Additionally, buying an apartment or your own home requires a bit more than proper finances and a good mortgage rate which is hard to come by if you are a student. One should also consider the expense of property taxes, homeowners association fees, possible upkeep and preservation at the expense of the owner. When the question of renting or buying is viewed through this lens, renting appears to be the more favorable option for many.
Having said that, your financial situation will almost certainly be the determining factor in this scenario. The rest of the factors are also important here though, and should not be ignored. We’ll give you a few helpful tips for deciding whether renting or buying is right for you.
The Upside of Renting
Renting a house or apartment has the advantage of freeing you from the responsibilities of ownership, including maintenance, structural issues or any luxury upgrades to modernize the place. And unless it’s your preference, you usually won’t be required to pay for items like air filters, light bulbs and the like. Renters can look forward to one fixed amount for expenses each month and less likelihood of any emergency bills surprising them. Many apartment communities offer fun incentives like pools or playgrounds to further attract renters.
The Downsides of Renting
Tenants must abide by any guidelines set forth by the property’s owner or in some cases the property manager. These rules can vary widely from pet restrictions to guest stays and more. Because apartments are more compact than houses, you’ll likely have less space for storage. Renters may need to consider getting a storage unit or getting rid of larger pieces that may not be able to fit in the apartment. Very few apartments have controlled rent, meaning that the rates may fluctuate while you are living there, and could go above what you’re able to afford.
The Upside to Purchasing
Both homes and apartments can increase in value over time, so if you’ve purchased one of these you may be able to recoup more than the amount you initially paid. Homeowners typically have better credit scores as credit in good standing is often a requirement for such purchases. If a homeowner has something like a fixed-rate mortgage, he or she can be assured that there won’t be any unexpected fluctuations in payment. Interest rates paid on these properties are also eligible for deductibles during tax season most of the time.
As we mentioned, homes will likely have more storage space, and you’ll be able to put whatever you want there without restrictions, and redecorate the interiors to your liking.
The Downside of Purchasing
Homeowners are responsible for fixing all maintenance issues large and small themselves. They’re also responsible for making timely payments on mortgages, housing association fees, insurance, and property taxes. It can seem overwhelming, but all of this is manageable with a little planning.

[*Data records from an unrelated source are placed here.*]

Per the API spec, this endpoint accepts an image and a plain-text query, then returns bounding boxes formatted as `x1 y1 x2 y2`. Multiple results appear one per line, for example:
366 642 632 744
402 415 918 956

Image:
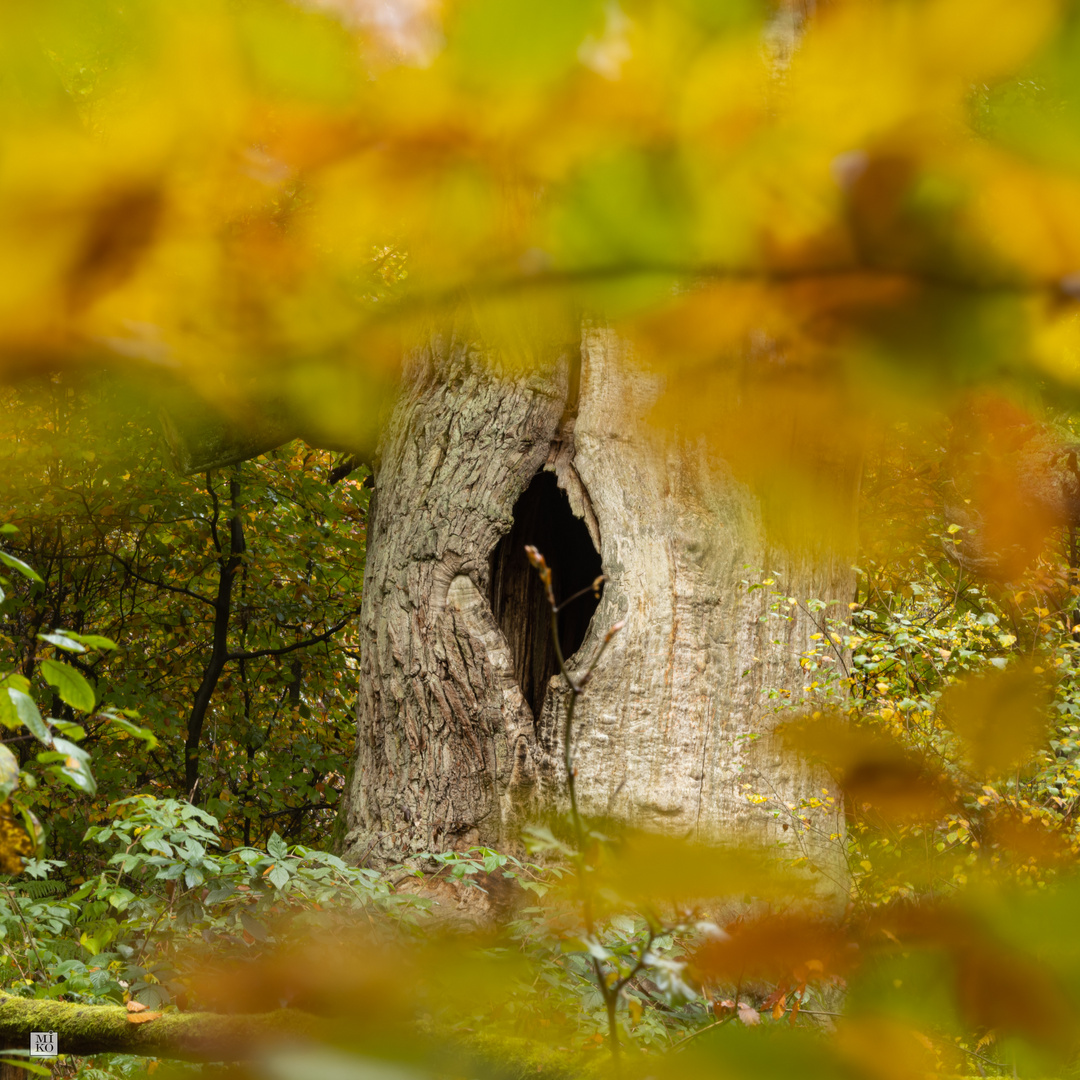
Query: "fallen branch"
0 994 329 1062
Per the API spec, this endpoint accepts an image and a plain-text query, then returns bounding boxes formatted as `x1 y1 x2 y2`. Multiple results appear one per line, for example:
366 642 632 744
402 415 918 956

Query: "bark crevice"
488 470 603 716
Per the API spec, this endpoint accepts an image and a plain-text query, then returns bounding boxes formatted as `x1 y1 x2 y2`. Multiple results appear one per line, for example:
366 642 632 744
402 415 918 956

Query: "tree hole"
490 472 603 716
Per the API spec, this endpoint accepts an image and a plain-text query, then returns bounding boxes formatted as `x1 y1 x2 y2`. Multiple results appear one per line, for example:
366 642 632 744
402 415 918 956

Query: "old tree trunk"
336 328 853 888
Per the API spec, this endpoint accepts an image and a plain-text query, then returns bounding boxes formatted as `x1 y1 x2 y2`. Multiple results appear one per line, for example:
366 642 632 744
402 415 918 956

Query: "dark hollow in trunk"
490 472 602 716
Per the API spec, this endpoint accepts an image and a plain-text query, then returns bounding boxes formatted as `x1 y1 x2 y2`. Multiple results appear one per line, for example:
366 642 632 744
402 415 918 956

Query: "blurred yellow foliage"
0 0 1080 460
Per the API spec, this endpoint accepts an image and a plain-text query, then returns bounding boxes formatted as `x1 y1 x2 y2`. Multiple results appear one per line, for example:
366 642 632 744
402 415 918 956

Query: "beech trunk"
345 328 854 890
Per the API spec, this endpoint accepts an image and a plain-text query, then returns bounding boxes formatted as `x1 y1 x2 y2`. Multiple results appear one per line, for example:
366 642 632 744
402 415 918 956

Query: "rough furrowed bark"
345 329 854 890
0 995 329 1062
346 328 567 864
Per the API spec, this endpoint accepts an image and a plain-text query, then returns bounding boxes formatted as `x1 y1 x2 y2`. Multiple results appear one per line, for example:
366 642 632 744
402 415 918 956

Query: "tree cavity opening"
490 472 603 717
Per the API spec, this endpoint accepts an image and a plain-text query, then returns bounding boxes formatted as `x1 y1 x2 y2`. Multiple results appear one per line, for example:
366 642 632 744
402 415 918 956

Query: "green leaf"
0 743 18 799
41 660 95 713
8 687 53 746
106 710 158 750
48 739 97 795
0 551 44 585
450 0 605 85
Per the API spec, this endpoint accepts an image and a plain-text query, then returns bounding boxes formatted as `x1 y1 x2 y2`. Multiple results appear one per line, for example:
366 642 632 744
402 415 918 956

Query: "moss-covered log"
0 994 328 1062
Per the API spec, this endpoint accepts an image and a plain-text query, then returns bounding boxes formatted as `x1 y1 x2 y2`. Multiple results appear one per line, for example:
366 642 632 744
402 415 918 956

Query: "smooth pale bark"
346 329 854 889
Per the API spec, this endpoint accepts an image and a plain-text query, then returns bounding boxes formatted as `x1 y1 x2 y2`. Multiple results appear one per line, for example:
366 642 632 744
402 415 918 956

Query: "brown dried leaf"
127 1012 164 1024
939 664 1049 774
739 1001 761 1027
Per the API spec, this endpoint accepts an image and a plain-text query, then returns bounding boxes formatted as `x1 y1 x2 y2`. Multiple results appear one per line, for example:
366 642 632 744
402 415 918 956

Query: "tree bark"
0 995 330 1062
345 328 855 890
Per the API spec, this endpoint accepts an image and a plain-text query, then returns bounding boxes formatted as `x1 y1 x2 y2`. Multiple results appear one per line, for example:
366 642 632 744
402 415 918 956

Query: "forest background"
0 0 1080 1077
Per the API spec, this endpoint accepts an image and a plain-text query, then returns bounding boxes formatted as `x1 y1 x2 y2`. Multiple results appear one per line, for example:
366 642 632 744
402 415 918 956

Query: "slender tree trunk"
184 473 247 800
345 329 854 888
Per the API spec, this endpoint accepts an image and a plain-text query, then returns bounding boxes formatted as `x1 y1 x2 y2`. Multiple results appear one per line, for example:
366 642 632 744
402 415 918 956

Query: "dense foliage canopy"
0 0 1080 1078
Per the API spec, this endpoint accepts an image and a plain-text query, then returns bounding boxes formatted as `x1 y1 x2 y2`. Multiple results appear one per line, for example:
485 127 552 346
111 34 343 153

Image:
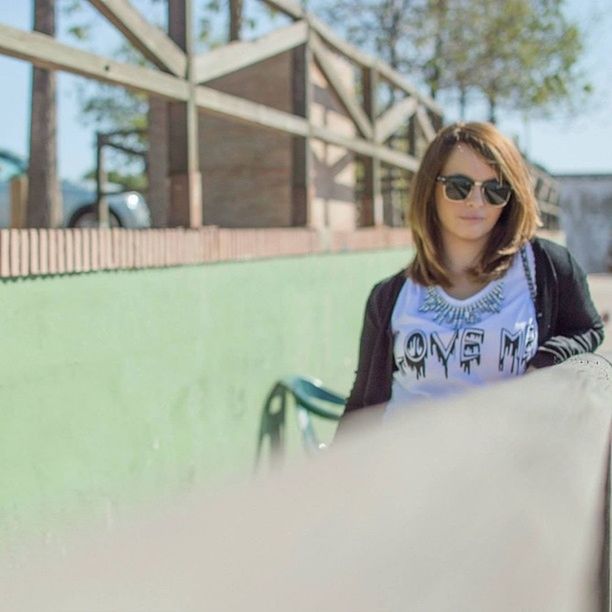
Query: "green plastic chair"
255 376 346 467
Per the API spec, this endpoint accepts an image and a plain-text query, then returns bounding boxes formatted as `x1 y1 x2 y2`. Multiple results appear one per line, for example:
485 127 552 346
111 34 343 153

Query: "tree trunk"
459 87 467 121
488 96 497 125
26 0 62 227
229 0 242 42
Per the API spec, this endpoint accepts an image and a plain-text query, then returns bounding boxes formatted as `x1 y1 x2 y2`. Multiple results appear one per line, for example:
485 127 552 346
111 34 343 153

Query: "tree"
314 0 589 122
26 0 62 227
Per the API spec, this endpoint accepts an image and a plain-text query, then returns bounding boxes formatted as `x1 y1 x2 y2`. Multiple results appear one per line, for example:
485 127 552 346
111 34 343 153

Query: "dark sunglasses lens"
445 176 474 200
483 182 512 206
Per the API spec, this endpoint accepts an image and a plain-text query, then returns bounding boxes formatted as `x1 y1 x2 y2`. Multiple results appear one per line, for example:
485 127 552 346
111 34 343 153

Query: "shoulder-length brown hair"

Keep in mind that homeowners must make sure their place is up to any city codes and will have to take on the job of selling the place if they want to move, or find a realtor to do it for them.
The Next Move?
Ultimately this important decision is based on what works best for you. Renting provides some flexibility while ownership provides a bit more stability and possible investment opportunities. Whatever you decide, we wish you the best in this endeavor.